Artichoke hides a tender heart under tough, scaly leaves, and it’s one of the most recognizable vegetables that start with A. The letter covers more produce than most shoppers expect, stretching from grocery aisles to home gardens and coastal kitchens.
Arugula sharpens a salad with a peppery bite, and avocado brings the buttery texture people put on toast or mash into guacamole. Past those familiar picks, aubergine, acorn squash, adzuki beans, and sea greens like aonori and arame all earn a place on the same list.
You’ll walk away with 25 vegetables that start with A, each shown with a clear picture, a quick flavor note, and a simple cooking idea you can use. Pick the ones that catch your eye, and you’ll know exactly what to reach for the next time you shop.
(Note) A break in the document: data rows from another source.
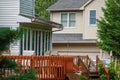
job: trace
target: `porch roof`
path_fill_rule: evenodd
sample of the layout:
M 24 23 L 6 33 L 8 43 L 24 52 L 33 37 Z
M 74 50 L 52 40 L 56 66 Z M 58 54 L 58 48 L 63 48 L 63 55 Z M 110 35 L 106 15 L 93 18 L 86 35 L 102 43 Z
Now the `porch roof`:
M 68 11 L 80 10 L 80 8 L 87 4 L 90 0 L 58 0 L 55 4 L 50 6 L 48 11 Z
M 31 22 L 20 22 L 21 25 L 27 25 L 30 27 L 36 27 L 36 28 L 46 28 L 46 29 L 52 29 L 53 31 L 61 31 L 63 30 L 63 25 L 53 22 L 53 21 L 49 21 L 49 20 L 45 20 L 42 18 L 39 18 L 38 16 L 26 16 L 26 15 L 21 15 L 27 18 L 31 19 Z
M 96 43 L 96 39 L 83 39 L 83 34 L 53 34 L 53 43 Z

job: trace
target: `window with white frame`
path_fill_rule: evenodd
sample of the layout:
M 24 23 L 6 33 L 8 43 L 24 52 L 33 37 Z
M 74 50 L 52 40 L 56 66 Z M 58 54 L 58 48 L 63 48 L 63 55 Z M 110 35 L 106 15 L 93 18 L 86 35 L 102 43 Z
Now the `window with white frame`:
M 21 50 L 32 50 L 35 55 L 44 55 L 51 49 L 51 32 L 24 28 Z
M 90 10 L 89 15 L 89 24 L 96 25 L 96 10 Z
M 75 27 L 76 15 L 75 13 L 61 13 L 61 24 L 64 27 Z

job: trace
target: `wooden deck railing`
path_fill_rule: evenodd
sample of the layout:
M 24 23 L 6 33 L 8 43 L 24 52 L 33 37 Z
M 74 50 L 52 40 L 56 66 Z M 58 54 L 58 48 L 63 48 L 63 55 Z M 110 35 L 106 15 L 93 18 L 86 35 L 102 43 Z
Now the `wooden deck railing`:
M 100 64 L 103 67 L 107 80 L 110 80 L 109 70 L 105 67 L 104 63 L 99 59 L 98 56 L 96 56 L 96 64 Z M 98 67 L 96 67 L 96 69 L 99 71 Z
M 36 72 L 37 79 L 64 80 L 66 73 L 73 71 L 73 56 L 0 56 L 9 58 L 19 64 L 18 71 L 25 73 L 32 68 Z M 78 66 L 76 69 L 80 69 Z M 1 69 L 3 70 L 3 69 Z M 16 74 L 12 69 L 4 69 L 5 76 Z
M 87 67 L 87 57 L 78 56 L 78 65 L 82 67 L 82 74 L 89 78 L 89 69 Z

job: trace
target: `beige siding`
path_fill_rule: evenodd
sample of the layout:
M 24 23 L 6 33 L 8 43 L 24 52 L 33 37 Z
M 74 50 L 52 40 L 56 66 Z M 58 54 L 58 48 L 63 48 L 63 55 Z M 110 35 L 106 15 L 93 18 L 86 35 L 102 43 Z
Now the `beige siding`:
M 18 26 L 19 0 L 0 0 L 0 27 Z
M 58 53 L 60 55 L 89 55 L 93 59 L 96 58 L 96 55 L 98 55 L 100 58 L 110 58 L 108 54 L 101 52 L 95 43 L 53 44 L 52 52 L 54 54 Z
M 84 39 L 96 39 L 97 33 L 97 25 L 90 26 L 89 25 L 89 11 L 96 10 L 96 18 L 99 19 L 103 16 L 103 12 L 101 10 L 102 7 L 105 5 L 105 0 L 94 0 L 89 5 L 85 7 L 84 10 Z
M 56 33 L 83 33 L 83 14 L 82 12 L 76 13 L 76 26 L 75 28 L 64 28 L 63 31 L 59 31 Z M 61 23 L 61 12 L 52 12 L 51 20 L 57 23 Z

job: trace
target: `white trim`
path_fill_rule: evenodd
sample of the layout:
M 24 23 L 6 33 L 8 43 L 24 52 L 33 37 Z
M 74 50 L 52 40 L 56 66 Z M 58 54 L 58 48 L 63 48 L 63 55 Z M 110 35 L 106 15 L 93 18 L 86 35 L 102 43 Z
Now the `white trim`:
M 76 12 L 61 12 L 60 13 L 60 23 L 61 23 L 61 21 L 62 21 L 62 14 L 63 13 L 66 13 L 67 14 L 67 26 L 64 26 L 64 28 L 76 28 Z M 70 13 L 74 13 L 75 14 L 75 26 L 69 26 L 69 15 L 70 15 Z M 61 23 L 62 24 L 62 23 Z
M 39 31 L 37 31 L 37 51 L 36 54 L 39 54 Z
M 36 50 L 36 45 L 35 44 L 36 44 L 36 31 L 34 30 L 34 51 Z
M 46 32 L 44 32 L 44 54 L 46 49 Z
M 85 6 L 88 5 L 92 1 L 94 1 L 94 0 L 88 0 L 88 2 L 86 2 L 82 7 L 80 7 L 80 10 L 84 10 Z
M 40 44 L 40 55 L 42 55 L 42 52 L 43 52 L 43 48 L 42 48 L 42 44 L 43 44 L 43 31 L 41 31 L 41 44 Z
M 28 50 L 28 29 L 26 31 L 26 50 Z
M 47 32 L 47 51 L 49 50 L 49 32 Z
M 97 10 L 96 9 L 89 9 L 88 10 L 88 26 L 90 26 L 90 27 L 96 27 L 97 26 L 97 23 L 96 24 L 90 24 L 90 11 L 91 10 L 95 10 L 96 11 L 96 16 L 95 16 L 95 18 L 96 18 L 96 20 L 97 20 Z M 97 21 L 96 21 L 97 22 Z
M 32 31 L 30 30 L 30 50 L 32 50 Z

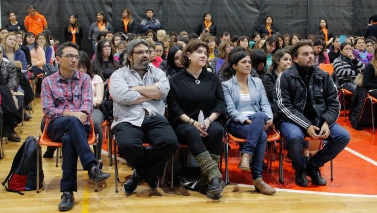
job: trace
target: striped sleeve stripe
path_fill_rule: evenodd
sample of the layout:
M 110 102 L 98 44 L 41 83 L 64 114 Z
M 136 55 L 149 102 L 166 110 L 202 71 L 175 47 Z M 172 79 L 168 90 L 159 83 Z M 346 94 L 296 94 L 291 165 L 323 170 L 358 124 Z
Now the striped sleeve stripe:
M 298 117 L 295 115 L 291 112 L 289 109 L 287 109 L 283 104 L 283 97 L 281 96 L 281 89 L 280 89 L 280 78 L 282 75 L 279 75 L 276 80 L 276 95 L 277 96 L 277 106 L 279 108 L 288 116 L 288 117 L 292 121 L 296 122 L 299 125 L 302 127 L 307 129 L 310 126 Z

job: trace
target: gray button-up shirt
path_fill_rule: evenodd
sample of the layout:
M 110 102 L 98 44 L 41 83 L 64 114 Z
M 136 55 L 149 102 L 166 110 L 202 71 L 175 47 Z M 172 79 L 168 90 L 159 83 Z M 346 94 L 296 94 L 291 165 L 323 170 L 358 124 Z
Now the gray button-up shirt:
M 138 92 L 131 88 L 135 86 L 155 85 L 161 91 L 161 97 L 159 100 L 152 100 L 141 104 L 134 103 L 140 96 Z M 161 69 L 150 65 L 142 80 L 139 74 L 132 70 L 128 66 L 115 71 L 110 80 L 110 94 L 114 100 L 114 121 L 111 128 L 122 122 L 129 122 L 141 127 L 145 116 L 145 110 L 149 116 L 163 115 L 165 112 L 166 98 L 170 89 L 169 81 L 166 74 Z

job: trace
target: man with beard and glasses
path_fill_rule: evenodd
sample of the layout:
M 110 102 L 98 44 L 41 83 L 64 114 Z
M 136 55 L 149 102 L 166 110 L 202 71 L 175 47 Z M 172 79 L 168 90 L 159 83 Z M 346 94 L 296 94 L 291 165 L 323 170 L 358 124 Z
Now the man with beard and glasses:
M 114 100 L 111 129 L 118 140 L 120 156 L 134 168 L 123 190 L 132 194 L 142 180 L 151 188 L 158 187 L 158 174 L 178 148 L 174 131 L 164 117 L 170 86 L 166 75 L 149 63 L 146 41 L 128 44 L 122 68 L 110 80 Z M 151 146 L 145 148 L 143 143 Z
M 288 154 L 296 170 L 295 183 L 325 185 L 319 167 L 335 158 L 350 141 L 349 133 L 336 120 L 340 104 L 329 75 L 314 66 L 311 43 L 301 40 L 292 49 L 293 65 L 277 78 L 274 95 L 277 124 L 286 137 Z M 302 156 L 304 137 L 328 141 L 308 161 Z

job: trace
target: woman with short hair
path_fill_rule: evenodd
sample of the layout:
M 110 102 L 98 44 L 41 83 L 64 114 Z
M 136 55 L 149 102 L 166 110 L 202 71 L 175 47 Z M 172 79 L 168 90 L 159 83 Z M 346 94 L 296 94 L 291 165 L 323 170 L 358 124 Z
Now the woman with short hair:
M 166 100 L 168 120 L 179 142 L 188 146 L 200 167 L 200 190 L 208 198 L 217 200 L 225 187 L 217 163 L 224 135 L 220 121 L 224 118 L 225 106 L 218 78 L 205 68 L 208 52 L 206 42 L 188 43 L 180 58 L 185 68 L 170 80 Z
List Of Vegetables That Start With A

Here are 25 vegetables that start with A, including common staples, leafy greens, roots, squashes, pods, sprouts, edible flowers, legumes, and sea vegetables.
- Acorn Squash
- Adzuki Beans
- African Eggplant
- Agati
- Alfalfa Sprouts
- Amaranth Leaves
- Ambada
- Ambercup Squash
- Ahipa
- Aonori
- Apazote
- Apple Gourd
- Arame
- Armenian Cucumber
- Arracacha
- Arrowhead
- Arrowroot
- Artichoke
- Arugula
- Ash Gourd
- Asian Greens
- Asparagus
- Asparagus Pea
- Aubergine
- Avocado
If you only need the most familiar answers, start with artichoke, asparagus, arugula, aubergine, avocado, acorn squash, and alfalfa sprouts. The rest of the list moves into regional greens, sea vegetables, roots, gourds, and lesser-known produce worth recognizing when you see them.
Vegetables That Start With A With Pictures
The descriptions below give you more than a name. You’ll get a quick sense of how each vegetable looks, tastes, cooks, or shows up in real kitchens, without turning the list into a recipe book.
Acorn Squash
Ever picked up acorn squash and wondered whether that ridged shell is worth the effort? It is, because the golden flesh turns sweet, nutty, and tender once roasted. Split it in half, scoop out the seeds, then bake it for stuffed squash, creamy soup, mash, or a warm fall side dish.
Do you know, acorn squash is usually cooked with the skin on, and once roasted properly, the thin rind can become tender enough to eat.
Adzuki Beans
You may know adzuki beans from sweet red bean paste, but they have a savory side too. These small red legumes cook into a smooth, neat bite with a mild sweetness that works in rice bowls, soups, stews, and grain salads.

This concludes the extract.